Investor demand set to slow in Auckland

Wednesday 29th of July 2015

Speculation that last week’s cut to the OCR will further drive Auckland’s rapidly rising prices has been widespread.

Yet the example of Canterbury suggests that expecting continued Auckland house price growth is not a one-way bet, according to the ANZ’s latest Property Focus newsletter.

Auckland house prices remain stretched relative to both incomes and rents, it states.

However, historically low fixed mortgage interest rates, tight dwelling supply, and high net immigration continue to drive demand - and prices.

There is speculation that lower mortgage interest rates will further ignite overheated Auckland market prices, ANZ chief economist Cameron Bagrie says in the newsletter.

“We’re not convinced. We expect the combination of stretched affordability and pending RBNZ and government policy changes to cool investor demand, with a softer economy also helping to level out price movements.”

It is the combination of supply and demands factors that are keeping prices elevated.

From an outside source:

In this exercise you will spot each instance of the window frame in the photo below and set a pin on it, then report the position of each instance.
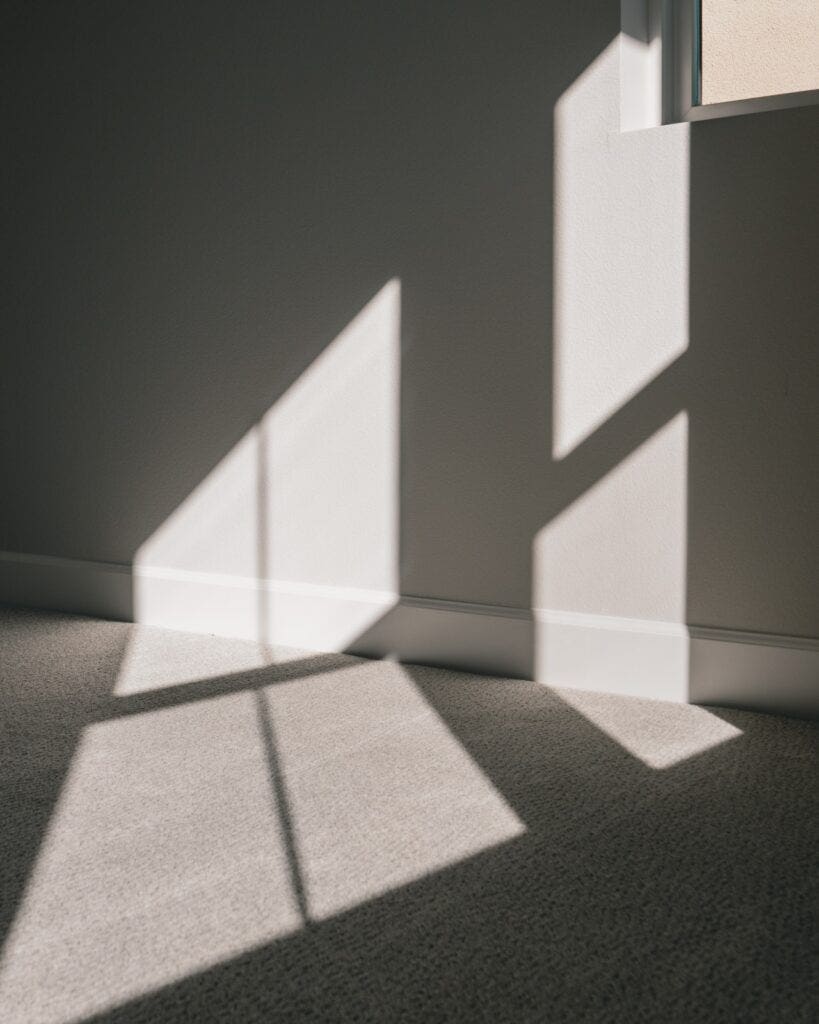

Bagrie says one way of looking at the issue is to assess whether the supply of dwellings is keeping pace with the demand poised by a growing population and demographic changes.

And it isn’t.

Estimates vary but the newsletter emphasises that Auckland has a growing shortfall of houses.

While domestic and foreign property investors are blamed for pushing up property prices, the issue is really that there are insufficient dwellings for a fast growing population.

Bagrie thinks the upcoming Reserve Bank and government measures will have a noticeable impact on overall demand, as well as investor demand.

However, he says quite marked shifts in demand and supply will be required to bring greater balance to the Auckland market.

Not only will a concerted strengthening in building activity be necessary for the next few decades, but a different type of construction sector response - involving increased densification - is needed.

Market mechanisms will work in time, Bagrie says, but Auckland runs the risk of pricing itself out of the market for capital and labour relative to lower cost centres.